A proper model of nominal GDP targeting will have the expected price level be equal to the target for nominal GDP divided by the expected level of potential output. Any deviation for the price level from that expected level should be expected to be reversed rather than continue to grow. Further shocks to that price level should have a negative covariance with shocks to both output and potential output.
However, Hall and Mankiw claim that only 2% of the volatility they find was due to these price shocks. Apparently, 98 percent was due to forecast errors. With nominal GDP targeting, that would imply a failure to hit the target.
Bernanke and Woodford in 1997 criticized using the consensus forecast for targeting. Under some circumstances such efforts to free ride on the consensus forecast results in indeterminacy. (However, using its own forecast but also considering outside forecasts is feasible.)

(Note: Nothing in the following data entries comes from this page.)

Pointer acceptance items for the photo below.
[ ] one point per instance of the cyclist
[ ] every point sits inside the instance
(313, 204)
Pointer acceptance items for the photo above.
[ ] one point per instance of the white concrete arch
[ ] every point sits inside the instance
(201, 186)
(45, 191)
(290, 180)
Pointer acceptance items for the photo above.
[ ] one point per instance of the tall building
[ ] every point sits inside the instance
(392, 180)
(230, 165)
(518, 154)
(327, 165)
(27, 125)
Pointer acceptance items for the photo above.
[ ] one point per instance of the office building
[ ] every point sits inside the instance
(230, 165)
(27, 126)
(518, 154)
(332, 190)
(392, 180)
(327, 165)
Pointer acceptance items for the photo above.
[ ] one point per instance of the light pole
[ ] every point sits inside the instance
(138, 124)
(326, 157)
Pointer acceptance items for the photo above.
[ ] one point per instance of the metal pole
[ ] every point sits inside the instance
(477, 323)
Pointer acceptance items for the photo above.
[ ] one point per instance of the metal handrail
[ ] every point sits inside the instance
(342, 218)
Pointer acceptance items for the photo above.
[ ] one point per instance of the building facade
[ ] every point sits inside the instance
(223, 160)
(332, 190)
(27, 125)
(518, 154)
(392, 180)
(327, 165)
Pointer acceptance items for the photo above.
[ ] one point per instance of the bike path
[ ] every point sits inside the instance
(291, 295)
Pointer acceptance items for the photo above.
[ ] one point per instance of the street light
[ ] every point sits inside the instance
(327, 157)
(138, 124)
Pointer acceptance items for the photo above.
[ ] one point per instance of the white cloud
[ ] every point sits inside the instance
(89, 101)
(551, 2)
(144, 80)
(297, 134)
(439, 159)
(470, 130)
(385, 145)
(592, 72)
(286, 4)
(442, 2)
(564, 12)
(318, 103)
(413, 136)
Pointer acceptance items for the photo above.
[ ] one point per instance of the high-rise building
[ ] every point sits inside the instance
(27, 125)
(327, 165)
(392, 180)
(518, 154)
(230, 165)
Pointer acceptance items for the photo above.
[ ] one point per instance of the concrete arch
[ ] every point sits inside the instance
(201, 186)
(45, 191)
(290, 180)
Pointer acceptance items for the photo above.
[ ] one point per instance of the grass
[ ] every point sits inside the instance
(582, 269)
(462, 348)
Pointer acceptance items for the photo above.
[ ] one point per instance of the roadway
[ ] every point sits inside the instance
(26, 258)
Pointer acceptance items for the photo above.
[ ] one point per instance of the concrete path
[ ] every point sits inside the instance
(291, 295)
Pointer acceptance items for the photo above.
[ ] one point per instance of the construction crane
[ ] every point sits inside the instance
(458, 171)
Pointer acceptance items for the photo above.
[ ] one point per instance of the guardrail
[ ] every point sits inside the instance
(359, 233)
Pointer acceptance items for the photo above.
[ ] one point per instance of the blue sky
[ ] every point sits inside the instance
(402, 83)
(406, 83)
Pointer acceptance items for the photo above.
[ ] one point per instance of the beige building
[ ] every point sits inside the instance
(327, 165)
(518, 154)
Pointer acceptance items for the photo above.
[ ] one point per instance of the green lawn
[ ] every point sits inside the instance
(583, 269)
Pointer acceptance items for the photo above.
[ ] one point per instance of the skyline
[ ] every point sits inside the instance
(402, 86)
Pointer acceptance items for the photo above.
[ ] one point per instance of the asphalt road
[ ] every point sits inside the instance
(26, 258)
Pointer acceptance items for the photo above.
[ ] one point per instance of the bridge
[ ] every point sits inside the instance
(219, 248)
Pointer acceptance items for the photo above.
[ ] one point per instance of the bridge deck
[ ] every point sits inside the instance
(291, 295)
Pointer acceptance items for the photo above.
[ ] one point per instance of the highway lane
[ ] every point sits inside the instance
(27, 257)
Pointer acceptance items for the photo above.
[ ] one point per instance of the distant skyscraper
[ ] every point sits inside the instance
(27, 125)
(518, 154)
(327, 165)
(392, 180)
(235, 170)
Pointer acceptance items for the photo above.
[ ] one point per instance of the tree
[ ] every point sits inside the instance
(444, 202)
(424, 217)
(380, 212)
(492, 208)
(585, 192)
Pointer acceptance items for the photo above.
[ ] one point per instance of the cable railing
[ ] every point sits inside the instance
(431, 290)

Bennett McCallum, also in 1997, proposed an "instrument rule" with feedback between the quantity of base money and nominal GDP. He ran simulations using both levels and growth rates of nominal GDP. His simulation found explosive results when an interest rate instrument was used to target the level of nominal GDP. This was less of a problem with base money targeting, though too large of a change in base money to a deviation of nominal GDP from its target growth path was explosive as well.
Targeting the growth rate of nominal GDP did not have explosive results whether interest rates or base money is used. Perhaps it is this potential for explosive results that has lead McCallum to favor targeting the growth rate rather than the growth path. McCallum also looked at a weighted average of the growth path and growth rate. It avoided explosive results too.
In my view, high frequency oscillations are very unrealistic. Perhaps it is because people don't respond mechanically to controls. Explosive oscillations require that past changes, especially for prices, be projected into the future, when in reality they will be reversed.
Still, even if large fluctuations in short interest rates or base money end up having little effect on nominal expenditure, much less prices or production, there would be little benefit in generating such changes. Targeting the forecast, as suggested by Hall and Mankiw, and allowing market participants to develop expectations that support the regime seems like a better approach that a mechanical feedback rule.